Casey Brewera, Kristen Sundb, Xinjian Wanga, Jie Liua, Qiaoning Guana, Wenying Zhanga, Brian Dawsona, Yaning Wua
aCincinnati Children’s Hospital Medical Center, Cincinnati, OH, USA; bEmedgene at Illumina, San Diego, CA, USA
Biallelic disease-causing variants in the SBDS gene account for over 90 percent of Shwachman-Diamond Syndrome, a congenital autosomal recessive disorder characterized by pancreatic insufficiency, hematological malfunction, and skeletal abnormalities. Molecular genetic tests of SBDS include single-gene Sanger sequencing or next generation sequencing (NGS) panels. The detection of SBDS variants by either method, however, is complicated by the pseudogene, SBDSP1. In fact, common disease variants in SBDS are created by gene conversion events between SBDS and SBDSP1, making it difficult to determine whether a variant affects the functional gene or the pseudogene. We evaluated the performance of SBDS sequencing tests offered at our institution and determined if additional test strategies are needed for accurate variant detection. Sanger sequencing of SBDS identified the 2 known, common disease variants (c.183_184delinsCT and c.258+2T>C), as well as several less common disease variants. NGS testing of SBDS detected the common c.183_184delinsCT as 2 separate variants, such that those 2 variants had to be flagged and manually inspected when they were present. NGS also identified the second common disease variant, c.258+2T>C, and could determine the phase of the 2 common disease variants in individuals carrying them both.

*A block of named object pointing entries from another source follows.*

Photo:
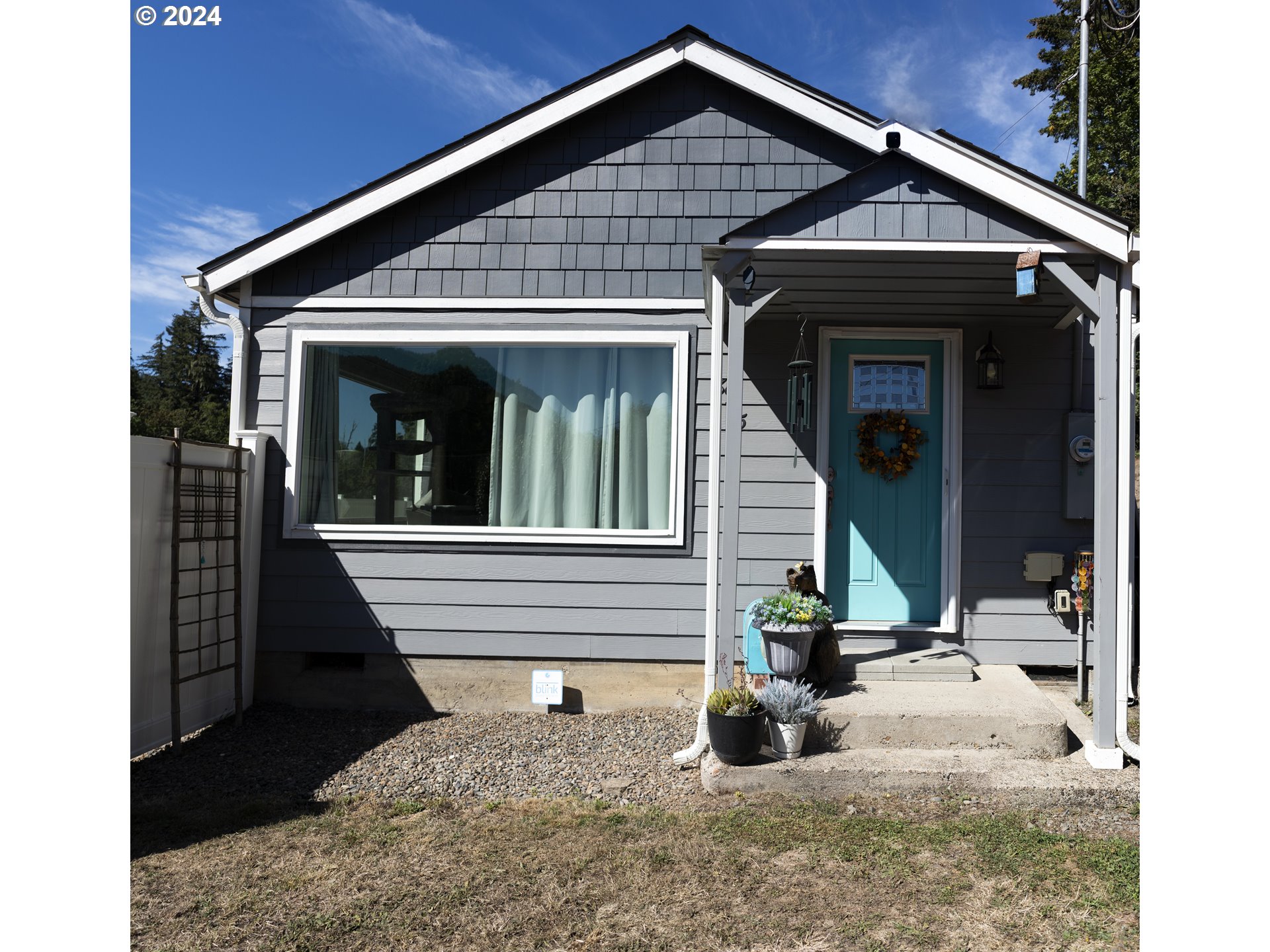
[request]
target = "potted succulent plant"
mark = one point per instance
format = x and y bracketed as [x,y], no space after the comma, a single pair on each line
[734,720]
[789,622]
[790,706]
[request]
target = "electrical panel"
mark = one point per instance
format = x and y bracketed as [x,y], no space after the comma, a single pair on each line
[1079,463]
[1042,567]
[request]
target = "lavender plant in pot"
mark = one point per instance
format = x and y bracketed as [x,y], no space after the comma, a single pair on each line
[789,622]
[790,706]
[734,720]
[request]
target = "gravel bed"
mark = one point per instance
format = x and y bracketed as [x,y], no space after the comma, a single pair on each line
[296,756]
[292,753]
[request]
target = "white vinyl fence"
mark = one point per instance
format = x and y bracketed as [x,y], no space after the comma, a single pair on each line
[205,699]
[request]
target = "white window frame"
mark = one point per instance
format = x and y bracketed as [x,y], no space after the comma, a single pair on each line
[304,338]
[951,522]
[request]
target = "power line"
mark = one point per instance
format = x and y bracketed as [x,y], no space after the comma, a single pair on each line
[1010,128]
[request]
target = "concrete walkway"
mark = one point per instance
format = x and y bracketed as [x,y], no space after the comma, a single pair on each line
[916,758]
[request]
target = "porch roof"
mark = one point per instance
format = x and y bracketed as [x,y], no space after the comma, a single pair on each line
[940,284]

It remains possible to miss a rare gene conversion event by both sequencing methods. Extra attention should be given to patients negative by sequencing that are a strong phenotypic match for Shwachman-Diamond Syndrome. A reflex Sanger test can be considered for such patients, as well as analysis of low allele fraction NGS variants that might be constitutively heterozygous.